Now, padding along in old sneakers, he played the flashlight between boxes marked PROPERTY CRIMES 77 ST 3/11/1990–3/17/1990, VICE HOLLENBECK 07/2006, 1994–5 C.R.A.S.H. The insect’s buzzing had ceased, and he paused in the middle of the aisle, watching his breath billow and dissolve, trying not to touch his lip, which itched like crazy in the cold, dry air.

He gave in and scratched.

From his left came a whisper of legs.

Six feet down the aisle, clinging to a half-opened box labeled HOMICIDE RAMPARTS APR 95: a beetle, its wings creasing and spreading exhaustedly.

Jacob edged sideways, cup poised.

Studded antennae bent — a premonition—

It skittered inside the box.

He hurriedly folded the flap shut and carried the entire box back to his desk, setting it beneath the spotlight of the gooseneck lamp.

Readying the cup, he opened the box and brought the trap down over the stunned bug.

Gotcha.

The beetle went berserk, throwing itself against the plastic pathetically.

“Shhh,” he said.

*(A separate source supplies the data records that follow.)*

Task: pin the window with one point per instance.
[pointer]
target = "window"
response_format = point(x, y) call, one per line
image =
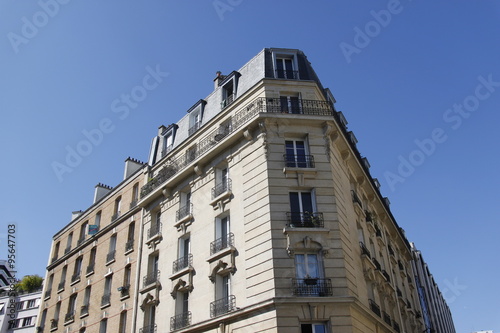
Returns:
point(112, 249)
point(123, 322)
point(296, 154)
point(117, 208)
point(312, 328)
point(83, 231)
point(68, 243)
point(285, 67)
point(103, 326)
point(90, 267)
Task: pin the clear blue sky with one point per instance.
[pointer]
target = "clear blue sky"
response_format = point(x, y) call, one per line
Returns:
point(396, 73)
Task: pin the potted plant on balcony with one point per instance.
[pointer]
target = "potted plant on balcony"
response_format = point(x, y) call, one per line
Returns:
point(310, 281)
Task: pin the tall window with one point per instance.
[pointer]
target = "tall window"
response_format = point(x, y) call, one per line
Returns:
point(312, 328)
point(123, 322)
point(290, 104)
point(103, 326)
point(285, 68)
point(296, 154)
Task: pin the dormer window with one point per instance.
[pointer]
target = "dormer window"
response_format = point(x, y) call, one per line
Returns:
point(196, 116)
point(285, 66)
point(229, 89)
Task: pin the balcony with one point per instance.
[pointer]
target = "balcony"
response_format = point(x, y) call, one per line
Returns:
point(179, 321)
point(298, 161)
point(182, 263)
point(184, 212)
point(364, 250)
point(75, 278)
point(115, 216)
point(286, 74)
point(374, 307)
point(129, 245)
point(305, 220)
point(84, 310)
point(238, 120)
point(222, 306)
point(110, 256)
point(69, 317)
point(155, 230)
point(222, 243)
point(355, 198)
point(151, 278)
point(221, 188)
point(312, 287)
point(387, 318)
point(148, 329)
point(194, 128)
point(106, 299)
point(90, 269)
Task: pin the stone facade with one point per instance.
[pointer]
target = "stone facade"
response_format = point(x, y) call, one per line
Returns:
point(256, 213)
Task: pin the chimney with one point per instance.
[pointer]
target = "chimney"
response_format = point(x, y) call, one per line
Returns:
point(100, 191)
point(218, 79)
point(131, 166)
point(75, 214)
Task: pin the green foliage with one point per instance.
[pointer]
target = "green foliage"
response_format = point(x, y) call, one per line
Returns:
point(30, 283)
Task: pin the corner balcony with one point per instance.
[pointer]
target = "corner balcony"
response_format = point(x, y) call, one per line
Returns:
point(179, 321)
point(222, 306)
point(305, 220)
point(213, 138)
point(314, 287)
point(298, 161)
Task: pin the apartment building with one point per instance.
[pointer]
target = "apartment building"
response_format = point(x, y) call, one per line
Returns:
point(255, 212)
point(437, 314)
point(93, 262)
point(19, 313)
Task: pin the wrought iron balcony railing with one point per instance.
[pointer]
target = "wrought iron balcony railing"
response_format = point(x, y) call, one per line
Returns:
point(154, 230)
point(110, 256)
point(222, 306)
point(221, 188)
point(238, 120)
point(286, 74)
point(148, 329)
point(222, 243)
point(364, 250)
point(129, 245)
point(374, 307)
point(305, 220)
point(151, 278)
point(84, 310)
point(90, 268)
point(298, 161)
point(182, 263)
point(70, 316)
point(312, 287)
point(106, 299)
point(179, 321)
point(184, 211)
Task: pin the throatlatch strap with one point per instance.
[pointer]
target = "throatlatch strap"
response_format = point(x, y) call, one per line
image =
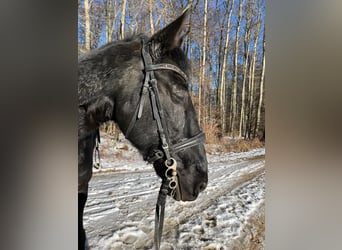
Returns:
point(160, 213)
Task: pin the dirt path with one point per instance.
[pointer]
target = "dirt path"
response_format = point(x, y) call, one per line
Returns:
point(229, 214)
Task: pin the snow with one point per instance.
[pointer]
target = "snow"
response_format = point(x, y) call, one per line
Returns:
point(119, 213)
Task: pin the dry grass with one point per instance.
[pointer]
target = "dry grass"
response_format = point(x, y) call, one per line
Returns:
point(241, 145)
point(253, 234)
point(211, 130)
point(227, 145)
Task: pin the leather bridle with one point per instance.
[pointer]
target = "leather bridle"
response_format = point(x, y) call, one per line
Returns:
point(171, 180)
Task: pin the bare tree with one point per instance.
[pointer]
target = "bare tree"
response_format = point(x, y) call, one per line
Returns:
point(222, 81)
point(261, 90)
point(202, 75)
point(122, 20)
point(150, 9)
point(110, 10)
point(87, 34)
point(233, 106)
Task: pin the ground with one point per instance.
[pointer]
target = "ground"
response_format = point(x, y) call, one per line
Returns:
point(229, 214)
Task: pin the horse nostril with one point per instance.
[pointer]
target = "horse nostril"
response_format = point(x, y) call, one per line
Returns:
point(202, 186)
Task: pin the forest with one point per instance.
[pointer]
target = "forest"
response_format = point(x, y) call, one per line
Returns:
point(225, 45)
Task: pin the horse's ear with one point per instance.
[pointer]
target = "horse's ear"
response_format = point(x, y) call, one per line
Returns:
point(171, 36)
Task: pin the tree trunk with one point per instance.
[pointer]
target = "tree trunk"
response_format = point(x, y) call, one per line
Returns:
point(87, 34)
point(243, 94)
point(233, 107)
point(123, 18)
point(261, 87)
point(110, 19)
point(150, 10)
point(200, 94)
point(222, 84)
point(252, 83)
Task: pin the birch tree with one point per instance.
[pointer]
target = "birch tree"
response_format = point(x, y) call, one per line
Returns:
point(87, 34)
point(202, 75)
point(222, 81)
point(233, 106)
point(150, 10)
point(122, 20)
point(261, 91)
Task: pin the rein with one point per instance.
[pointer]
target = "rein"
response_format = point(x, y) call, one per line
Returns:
point(170, 181)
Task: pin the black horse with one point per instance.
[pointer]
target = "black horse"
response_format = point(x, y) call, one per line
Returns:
point(141, 84)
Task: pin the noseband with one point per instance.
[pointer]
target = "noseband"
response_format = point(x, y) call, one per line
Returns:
point(150, 86)
point(170, 180)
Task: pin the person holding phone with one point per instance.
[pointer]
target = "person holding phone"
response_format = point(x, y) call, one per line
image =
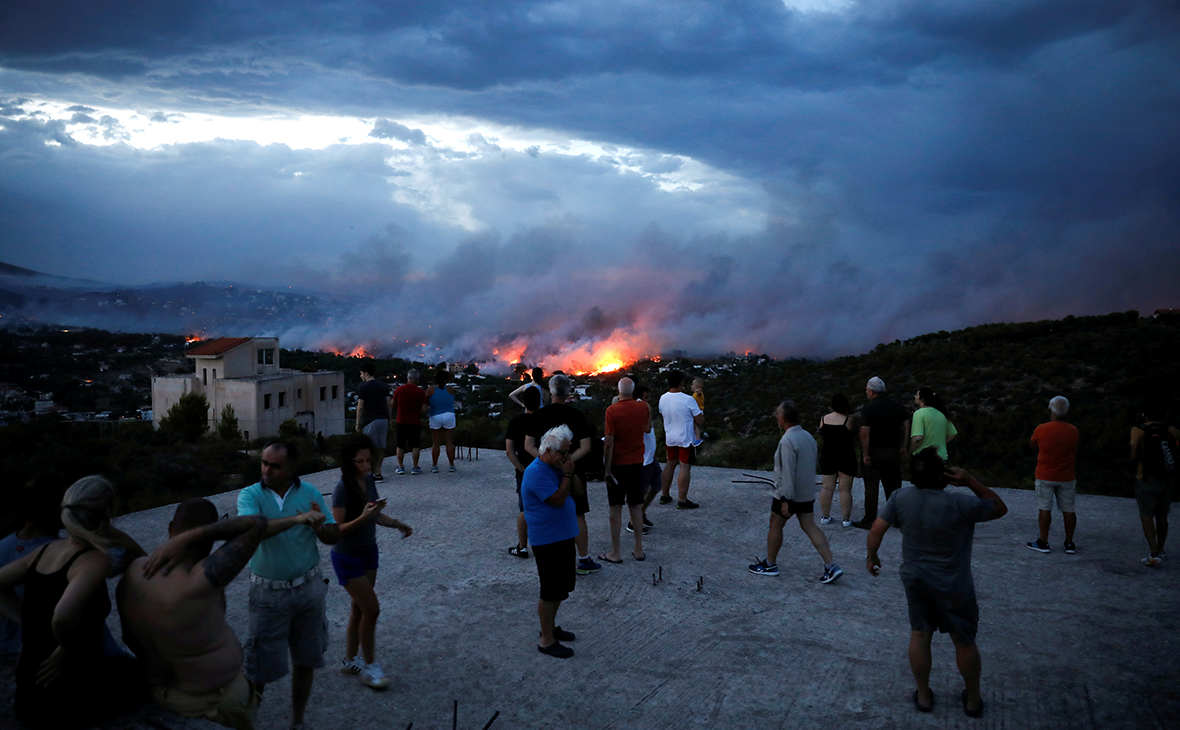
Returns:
point(358, 508)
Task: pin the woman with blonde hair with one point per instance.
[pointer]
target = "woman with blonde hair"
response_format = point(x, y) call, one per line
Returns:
point(63, 679)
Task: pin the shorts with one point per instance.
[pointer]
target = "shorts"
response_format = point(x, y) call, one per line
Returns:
point(930, 610)
point(233, 705)
point(628, 488)
point(410, 435)
point(378, 431)
point(281, 620)
point(795, 507)
point(578, 494)
point(1064, 491)
point(353, 565)
point(1154, 497)
point(653, 475)
point(557, 569)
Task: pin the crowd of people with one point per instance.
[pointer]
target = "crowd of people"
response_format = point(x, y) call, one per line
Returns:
point(171, 604)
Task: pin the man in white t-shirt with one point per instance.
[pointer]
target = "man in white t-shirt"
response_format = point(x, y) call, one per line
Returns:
point(680, 414)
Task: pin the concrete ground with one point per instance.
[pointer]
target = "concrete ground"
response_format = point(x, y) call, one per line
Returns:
point(1086, 640)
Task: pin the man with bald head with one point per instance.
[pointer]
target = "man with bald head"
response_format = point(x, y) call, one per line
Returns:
point(627, 421)
point(172, 607)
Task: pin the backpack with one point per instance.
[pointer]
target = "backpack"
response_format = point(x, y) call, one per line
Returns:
point(1160, 452)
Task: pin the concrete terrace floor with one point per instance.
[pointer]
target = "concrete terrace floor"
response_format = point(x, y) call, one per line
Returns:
point(1086, 640)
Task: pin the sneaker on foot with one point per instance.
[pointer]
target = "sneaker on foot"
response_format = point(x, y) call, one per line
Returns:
point(587, 566)
point(1037, 545)
point(762, 569)
point(374, 676)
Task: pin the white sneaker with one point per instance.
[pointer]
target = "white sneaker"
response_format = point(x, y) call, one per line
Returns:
point(374, 677)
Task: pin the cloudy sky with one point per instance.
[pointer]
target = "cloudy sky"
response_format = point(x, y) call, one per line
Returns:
point(802, 177)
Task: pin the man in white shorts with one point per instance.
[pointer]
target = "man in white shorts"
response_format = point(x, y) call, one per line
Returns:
point(1056, 444)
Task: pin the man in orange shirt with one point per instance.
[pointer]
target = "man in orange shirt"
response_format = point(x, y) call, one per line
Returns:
point(627, 421)
point(1056, 444)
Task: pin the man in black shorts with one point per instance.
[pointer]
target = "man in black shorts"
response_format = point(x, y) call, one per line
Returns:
point(937, 530)
point(627, 421)
point(794, 493)
point(561, 413)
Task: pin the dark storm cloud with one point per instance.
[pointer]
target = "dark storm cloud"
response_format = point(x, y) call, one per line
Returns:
point(925, 164)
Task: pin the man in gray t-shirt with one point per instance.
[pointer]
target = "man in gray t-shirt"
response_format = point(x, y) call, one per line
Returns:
point(937, 530)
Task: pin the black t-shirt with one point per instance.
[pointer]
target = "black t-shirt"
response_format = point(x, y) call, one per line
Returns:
point(561, 414)
point(518, 428)
point(373, 394)
point(884, 418)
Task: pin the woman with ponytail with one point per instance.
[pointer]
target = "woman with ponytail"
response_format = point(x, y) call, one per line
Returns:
point(356, 507)
point(63, 678)
point(931, 423)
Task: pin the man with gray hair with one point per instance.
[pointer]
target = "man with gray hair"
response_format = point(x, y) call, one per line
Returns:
point(884, 435)
point(410, 400)
point(552, 527)
point(1056, 444)
point(559, 413)
point(794, 493)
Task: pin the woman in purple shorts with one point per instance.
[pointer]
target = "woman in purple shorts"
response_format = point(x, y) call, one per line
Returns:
point(356, 507)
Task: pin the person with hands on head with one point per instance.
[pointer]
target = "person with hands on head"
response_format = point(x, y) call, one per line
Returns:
point(287, 591)
point(63, 679)
point(937, 531)
point(552, 527)
point(358, 510)
point(172, 607)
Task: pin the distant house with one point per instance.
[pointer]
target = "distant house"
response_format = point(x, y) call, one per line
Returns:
point(244, 373)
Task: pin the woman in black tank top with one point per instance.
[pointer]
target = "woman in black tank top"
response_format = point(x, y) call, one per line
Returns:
point(838, 459)
point(63, 679)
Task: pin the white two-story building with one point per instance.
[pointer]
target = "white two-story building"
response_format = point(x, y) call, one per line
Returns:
point(244, 373)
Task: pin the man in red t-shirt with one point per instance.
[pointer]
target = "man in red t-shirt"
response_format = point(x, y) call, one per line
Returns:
point(1056, 444)
point(622, 458)
point(410, 400)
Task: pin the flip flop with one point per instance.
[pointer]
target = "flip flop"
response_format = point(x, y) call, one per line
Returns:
point(975, 712)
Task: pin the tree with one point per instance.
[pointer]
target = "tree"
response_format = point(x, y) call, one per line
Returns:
point(227, 427)
point(189, 418)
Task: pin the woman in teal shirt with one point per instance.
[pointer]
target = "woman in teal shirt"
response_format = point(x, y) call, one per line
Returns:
point(931, 425)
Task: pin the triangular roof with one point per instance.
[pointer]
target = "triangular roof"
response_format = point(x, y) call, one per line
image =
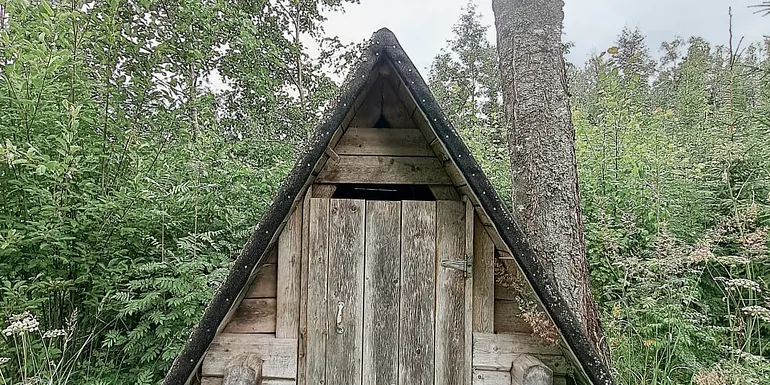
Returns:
point(384, 46)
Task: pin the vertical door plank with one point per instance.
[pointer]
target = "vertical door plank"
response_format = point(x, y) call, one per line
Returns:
point(344, 350)
point(469, 224)
point(318, 254)
point(483, 280)
point(450, 293)
point(302, 345)
point(381, 292)
point(418, 275)
point(289, 255)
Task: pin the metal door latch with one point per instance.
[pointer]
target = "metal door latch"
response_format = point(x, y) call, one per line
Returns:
point(461, 264)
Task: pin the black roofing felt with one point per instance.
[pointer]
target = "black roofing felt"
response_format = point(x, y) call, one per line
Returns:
point(384, 44)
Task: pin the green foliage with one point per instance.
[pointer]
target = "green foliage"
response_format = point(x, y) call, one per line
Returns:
point(465, 80)
point(675, 189)
point(127, 186)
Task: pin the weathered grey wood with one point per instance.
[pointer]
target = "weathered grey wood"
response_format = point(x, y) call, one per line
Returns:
point(253, 316)
point(528, 370)
point(418, 248)
point(382, 141)
point(302, 348)
point(381, 292)
point(505, 292)
point(483, 280)
point(279, 355)
point(450, 293)
point(346, 291)
point(245, 369)
point(468, 327)
point(318, 254)
point(444, 192)
point(264, 284)
point(289, 261)
point(384, 169)
point(324, 190)
point(497, 351)
point(509, 319)
point(491, 377)
point(486, 377)
point(265, 381)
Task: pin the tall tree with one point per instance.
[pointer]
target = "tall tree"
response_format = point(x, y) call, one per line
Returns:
point(541, 142)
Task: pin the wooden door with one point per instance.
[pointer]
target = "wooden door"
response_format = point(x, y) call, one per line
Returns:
point(380, 307)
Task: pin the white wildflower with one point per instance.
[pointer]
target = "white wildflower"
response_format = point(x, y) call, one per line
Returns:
point(757, 311)
point(54, 333)
point(742, 283)
point(20, 324)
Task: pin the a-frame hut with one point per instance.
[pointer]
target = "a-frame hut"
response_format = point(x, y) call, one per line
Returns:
point(384, 260)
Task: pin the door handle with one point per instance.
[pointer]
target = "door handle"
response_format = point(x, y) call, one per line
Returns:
point(340, 306)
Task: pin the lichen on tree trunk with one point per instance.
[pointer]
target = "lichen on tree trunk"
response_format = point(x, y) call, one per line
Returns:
point(541, 142)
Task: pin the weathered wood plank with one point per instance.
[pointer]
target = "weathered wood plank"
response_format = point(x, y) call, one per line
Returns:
point(483, 280)
point(265, 381)
point(264, 284)
point(486, 377)
point(450, 293)
point(279, 355)
point(444, 192)
point(468, 327)
point(383, 141)
point(384, 169)
point(497, 351)
point(289, 255)
point(489, 377)
point(504, 292)
point(344, 348)
point(418, 247)
point(245, 369)
point(509, 319)
point(381, 292)
point(318, 254)
point(528, 370)
point(253, 316)
point(302, 348)
point(324, 190)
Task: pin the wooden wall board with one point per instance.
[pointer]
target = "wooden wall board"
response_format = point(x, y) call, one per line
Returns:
point(264, 284)
point(509, 319)
point(381, 292)
point(288, 281)
point(487, 377)
point(318, 253)
point(279, 354)
point(483, 279)
point(253, 316)
point(265, 381)
point(450, 293)
point(444, 192)
point(416, 326)
point(345, 292)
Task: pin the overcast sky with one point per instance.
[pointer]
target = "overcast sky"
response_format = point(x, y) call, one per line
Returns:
point(423, 26)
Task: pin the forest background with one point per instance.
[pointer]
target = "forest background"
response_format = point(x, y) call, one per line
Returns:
point(127, 186)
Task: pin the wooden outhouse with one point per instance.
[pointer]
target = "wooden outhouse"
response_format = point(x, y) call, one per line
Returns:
point(387, 257)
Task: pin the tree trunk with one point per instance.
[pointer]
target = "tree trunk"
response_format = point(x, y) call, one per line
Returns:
point(541, 141)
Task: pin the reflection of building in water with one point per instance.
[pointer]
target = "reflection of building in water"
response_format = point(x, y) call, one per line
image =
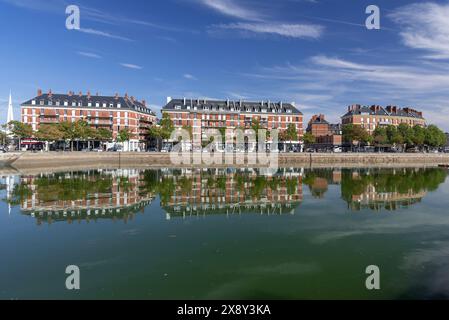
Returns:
point(373, 199)
point(319, 180)
point(84, 196)
point(376, 188)
point(389, 189)
point(7, 184)
point(230, 191)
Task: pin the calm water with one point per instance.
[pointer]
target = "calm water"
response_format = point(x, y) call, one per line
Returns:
point(208, 234)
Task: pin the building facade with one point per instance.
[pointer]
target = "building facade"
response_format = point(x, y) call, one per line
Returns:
point(372, 117)
point(328, 136)
point(114, 113)
point(202, 114)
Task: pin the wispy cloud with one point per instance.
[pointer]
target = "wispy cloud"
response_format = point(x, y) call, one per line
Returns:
point(328, 84)
point(103, 34)
point(131, 66)
point(188, 76)
point(89, 55)
point(233, 9)
point(425, 26)
point(280, 29)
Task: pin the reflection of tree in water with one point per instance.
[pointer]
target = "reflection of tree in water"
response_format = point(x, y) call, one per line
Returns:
point(218, 190)
point(64, 187)
point(388, 188)
point(318, 181)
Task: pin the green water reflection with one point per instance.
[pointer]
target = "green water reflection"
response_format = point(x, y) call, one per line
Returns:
point(226, 233)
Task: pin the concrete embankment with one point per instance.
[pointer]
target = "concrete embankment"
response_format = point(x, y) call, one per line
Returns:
point(80, 161)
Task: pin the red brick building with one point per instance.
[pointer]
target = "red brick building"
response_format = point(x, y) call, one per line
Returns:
point(201, 114)
point(372, 117)
point(109, 112)
point(327, 135)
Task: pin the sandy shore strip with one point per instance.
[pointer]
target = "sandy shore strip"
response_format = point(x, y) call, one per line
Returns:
point(59, 161)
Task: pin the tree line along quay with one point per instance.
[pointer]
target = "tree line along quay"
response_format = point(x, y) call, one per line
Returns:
point(86, 122)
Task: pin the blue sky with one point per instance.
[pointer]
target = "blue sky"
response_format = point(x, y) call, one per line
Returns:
point(317, 53)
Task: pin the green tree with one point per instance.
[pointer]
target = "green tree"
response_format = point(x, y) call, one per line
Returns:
point(380, 136)
point(309, 138)
point(406, 133)
point(435, 137)
point(103, 134)
point(419, 135)
point(68, 132)
point(20, 130)
point(124, 135)
point(155, 134)
point(291, 134)
point(167, 126)
point(49, 132)
point(355, 133)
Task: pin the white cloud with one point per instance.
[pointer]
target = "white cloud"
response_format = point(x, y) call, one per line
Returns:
point(131, 66)
point(189, 76)
point(281, 29)
point(231, 8)
point(328, 84)
point(89, 55)
point(103, 34)
point(425, 26)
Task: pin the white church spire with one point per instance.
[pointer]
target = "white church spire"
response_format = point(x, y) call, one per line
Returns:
point(10, 109)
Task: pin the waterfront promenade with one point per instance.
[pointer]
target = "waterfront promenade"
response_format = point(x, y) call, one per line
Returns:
point(80, 160)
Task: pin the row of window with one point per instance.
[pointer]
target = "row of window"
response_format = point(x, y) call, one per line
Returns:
point(178, 116)
point(89, 104)
point(222, 109)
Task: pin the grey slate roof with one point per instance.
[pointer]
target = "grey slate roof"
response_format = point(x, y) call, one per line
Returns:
point(50, 100)
point(228, 106)
point(381, 111)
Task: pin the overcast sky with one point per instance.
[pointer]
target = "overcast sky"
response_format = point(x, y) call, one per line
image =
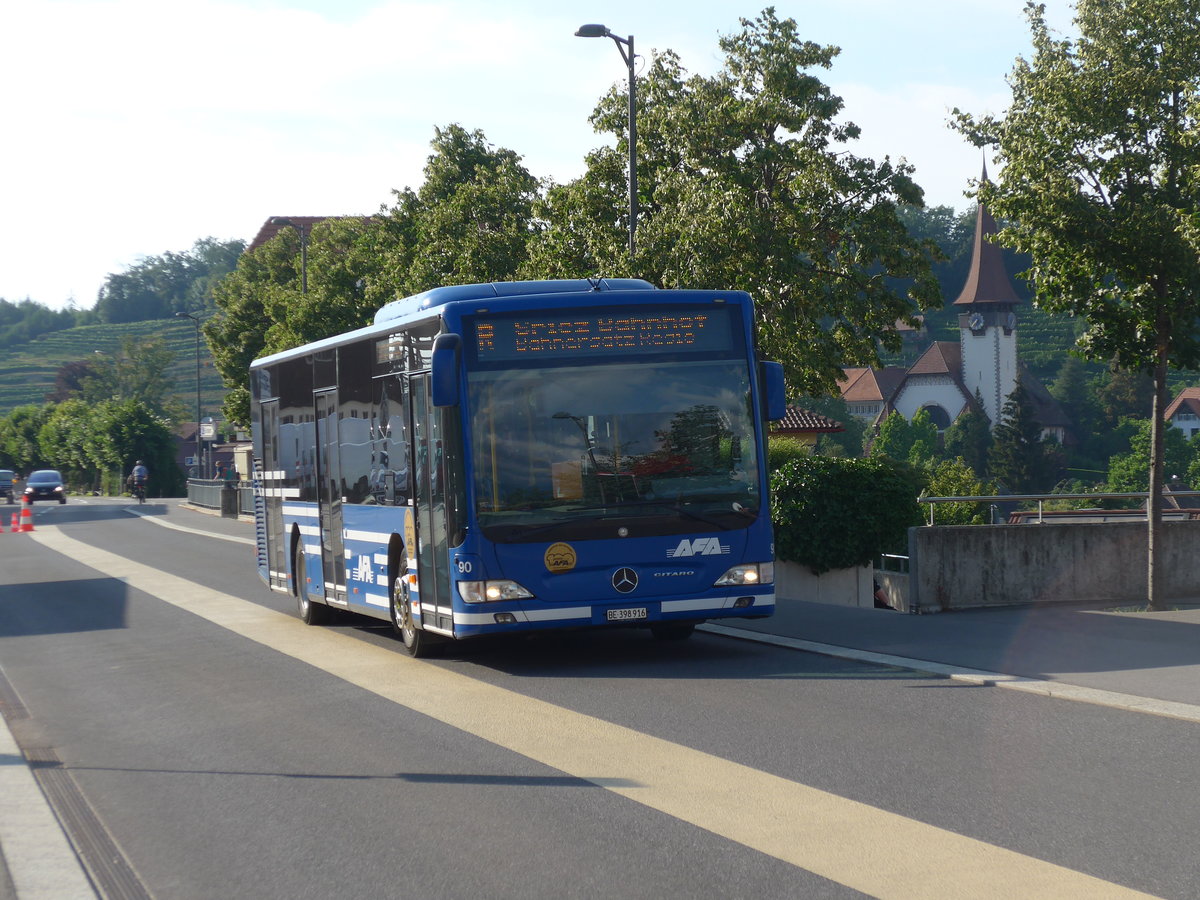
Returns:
point(135, 127)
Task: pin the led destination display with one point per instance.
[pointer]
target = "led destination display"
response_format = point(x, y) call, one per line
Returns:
point(570, 334)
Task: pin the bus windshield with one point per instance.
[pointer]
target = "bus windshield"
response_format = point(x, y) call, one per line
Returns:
point(665, 447)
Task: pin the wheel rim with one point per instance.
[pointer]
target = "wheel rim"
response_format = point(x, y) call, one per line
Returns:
point(402, 611)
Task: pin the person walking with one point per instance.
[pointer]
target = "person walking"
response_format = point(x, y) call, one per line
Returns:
point(137, 480)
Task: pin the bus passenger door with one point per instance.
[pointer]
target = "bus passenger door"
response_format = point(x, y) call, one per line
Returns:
point(430, 503)
point(271, 549)
point(329, 496)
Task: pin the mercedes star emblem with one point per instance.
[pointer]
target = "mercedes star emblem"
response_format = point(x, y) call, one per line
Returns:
point(624, 580)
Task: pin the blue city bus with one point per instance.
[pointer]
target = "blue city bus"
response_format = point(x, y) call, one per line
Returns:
point(510, 457)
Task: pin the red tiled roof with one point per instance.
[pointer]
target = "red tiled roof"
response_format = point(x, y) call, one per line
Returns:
point(1188, 399)
point(803, 421)
point(873, 385)
point(941, 358)
point(987, 282)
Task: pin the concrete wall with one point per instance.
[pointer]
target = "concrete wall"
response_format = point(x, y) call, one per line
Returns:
point(841, 587)
point(964, 567)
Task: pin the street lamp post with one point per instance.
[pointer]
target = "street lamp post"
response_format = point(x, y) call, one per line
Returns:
point(285, 222)
point(629, 57)
point(196, 321)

He slid an index card into place and moved the cup to the desk. “Take it easy.”

While the prisoner continued to thrash, he paged through his field guide to insects of the West, eventually finding a match in L. magister , the desert blister beetle.

Native to the Mojave and surrounding areas. Typically they traveled in swarms. How a singleton had made its way into the archive, Jacob couldn’t begin to guess.